Review: Wingman by Richard Marsh at the Soho Theatre

Wingman - Richard Marsh - Produced by Tim Johanson Productions - Edinburgh Festival/Soho Theatre Richard Marsh - plays Richard Marsh/Bridgitte Jerome Wright - plays Dad Directed by Justin Audibert

Jerome Wright and Richard Marsh. Photo Robert Workman

“They fuck you up, your mum and dad”, Philip Larkin said in his famous poem, and even if it doesn’t apply to everyone to the same degree, it’s an assertion that stood the test of time. Richard Marsh explores that very truth, probably a little less angrily, definitely more humorously and – to keep with the poem theme – with a surprisingly amount of rhyming.

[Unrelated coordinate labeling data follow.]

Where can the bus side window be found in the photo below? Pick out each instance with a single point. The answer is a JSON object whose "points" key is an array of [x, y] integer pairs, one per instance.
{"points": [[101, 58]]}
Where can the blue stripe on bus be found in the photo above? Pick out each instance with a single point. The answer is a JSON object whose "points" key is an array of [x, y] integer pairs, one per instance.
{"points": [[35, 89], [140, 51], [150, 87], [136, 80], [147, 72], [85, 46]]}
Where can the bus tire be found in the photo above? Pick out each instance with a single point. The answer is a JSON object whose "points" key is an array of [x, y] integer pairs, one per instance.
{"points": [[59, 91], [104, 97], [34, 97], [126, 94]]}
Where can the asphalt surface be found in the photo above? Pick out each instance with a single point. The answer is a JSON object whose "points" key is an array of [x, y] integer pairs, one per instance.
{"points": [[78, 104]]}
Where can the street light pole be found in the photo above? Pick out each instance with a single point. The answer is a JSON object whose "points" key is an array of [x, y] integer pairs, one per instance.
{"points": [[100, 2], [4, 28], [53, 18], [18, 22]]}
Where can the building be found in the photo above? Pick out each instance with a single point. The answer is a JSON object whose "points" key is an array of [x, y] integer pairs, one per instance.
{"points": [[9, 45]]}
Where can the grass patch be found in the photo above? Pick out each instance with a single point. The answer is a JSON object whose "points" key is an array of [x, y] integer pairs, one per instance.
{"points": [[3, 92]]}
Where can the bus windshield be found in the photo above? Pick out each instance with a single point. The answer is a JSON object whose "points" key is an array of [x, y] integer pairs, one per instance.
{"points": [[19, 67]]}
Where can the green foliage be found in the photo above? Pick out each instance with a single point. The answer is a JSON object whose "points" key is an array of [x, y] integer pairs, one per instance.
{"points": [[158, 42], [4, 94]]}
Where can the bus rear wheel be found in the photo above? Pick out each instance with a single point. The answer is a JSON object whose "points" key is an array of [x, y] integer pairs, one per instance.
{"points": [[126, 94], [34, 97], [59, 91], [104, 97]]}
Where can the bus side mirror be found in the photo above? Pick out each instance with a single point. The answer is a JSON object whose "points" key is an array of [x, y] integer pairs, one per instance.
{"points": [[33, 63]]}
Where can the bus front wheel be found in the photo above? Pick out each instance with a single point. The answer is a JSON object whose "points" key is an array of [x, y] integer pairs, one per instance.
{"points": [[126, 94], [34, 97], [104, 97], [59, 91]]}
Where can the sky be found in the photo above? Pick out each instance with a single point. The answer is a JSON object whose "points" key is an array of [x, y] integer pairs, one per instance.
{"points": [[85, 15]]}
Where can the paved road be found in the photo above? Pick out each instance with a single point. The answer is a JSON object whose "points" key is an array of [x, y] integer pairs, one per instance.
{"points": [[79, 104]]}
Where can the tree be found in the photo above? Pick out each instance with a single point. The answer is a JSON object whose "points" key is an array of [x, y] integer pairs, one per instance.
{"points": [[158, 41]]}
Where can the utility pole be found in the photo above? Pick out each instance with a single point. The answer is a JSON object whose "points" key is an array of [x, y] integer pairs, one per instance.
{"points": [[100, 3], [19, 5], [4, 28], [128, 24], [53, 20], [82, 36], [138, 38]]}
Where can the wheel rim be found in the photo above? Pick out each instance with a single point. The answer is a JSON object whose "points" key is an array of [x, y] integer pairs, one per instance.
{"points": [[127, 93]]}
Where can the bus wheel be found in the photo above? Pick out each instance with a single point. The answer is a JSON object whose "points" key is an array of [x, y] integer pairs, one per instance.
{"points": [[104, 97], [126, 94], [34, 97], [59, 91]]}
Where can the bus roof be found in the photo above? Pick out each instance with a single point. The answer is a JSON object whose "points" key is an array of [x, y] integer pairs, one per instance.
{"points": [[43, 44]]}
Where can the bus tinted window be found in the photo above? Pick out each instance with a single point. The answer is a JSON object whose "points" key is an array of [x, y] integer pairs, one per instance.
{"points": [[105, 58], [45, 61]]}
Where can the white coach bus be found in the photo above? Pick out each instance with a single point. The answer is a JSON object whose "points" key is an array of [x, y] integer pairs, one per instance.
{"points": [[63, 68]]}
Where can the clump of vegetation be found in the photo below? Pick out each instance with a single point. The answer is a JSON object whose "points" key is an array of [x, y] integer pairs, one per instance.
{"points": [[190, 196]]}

Marsh starts his monologue (and monologue it is, even though another character enters soon) as a lighter version of Nick Payne’s The Art of Dying, and admittedly this is a strange path to take but soon enough, the narration takes a different turn: the enforced reunion of father and son after twenty years takes the form of a road trip and the ghost (of Christmas past, present and future?) that you can’t shake. Father wants to stick around, son thinks he wants to move away. Then new babies and new relationships (in that order) come along and he doesn’t know what to think or what he wants.

The text is often very funny

(“And I realise, my foreskin is sore skin. Full of blood and anguish, like a speech by Aaron Sorkin”) with verbal flights of fancy and a sweet fluttering heart. It captures the moment when preconceptions, family secrets and new possibilities ambush you into immobility. It’s particularly perceptive regarding new parenthood, all the dark and funny and incoherent thoughts that come with a new life and sleepless nights. But most importantly, through the jokes and the rhyming couplets, the text stays with the truth of it. It’s all recognisably real.

Richard Marsh delivers the text with disarming sincerity, somewhere between a performance and an embarrassed confessional. He takes several roles, including young Brigitte from Wales, and makes something strong and playful on all of them. Jerome Wright as the Dad keeps his cards closer to his chest. He is never so likeable as to be forgiven, but he is forthright and relentless enough to earn a degree of respect. And he is right. Which is the annoying thing about parents. Even the shitty ones. They are right some of the time. Knowing when is to grow up.

At Soho theatre till 20 September, then on tour.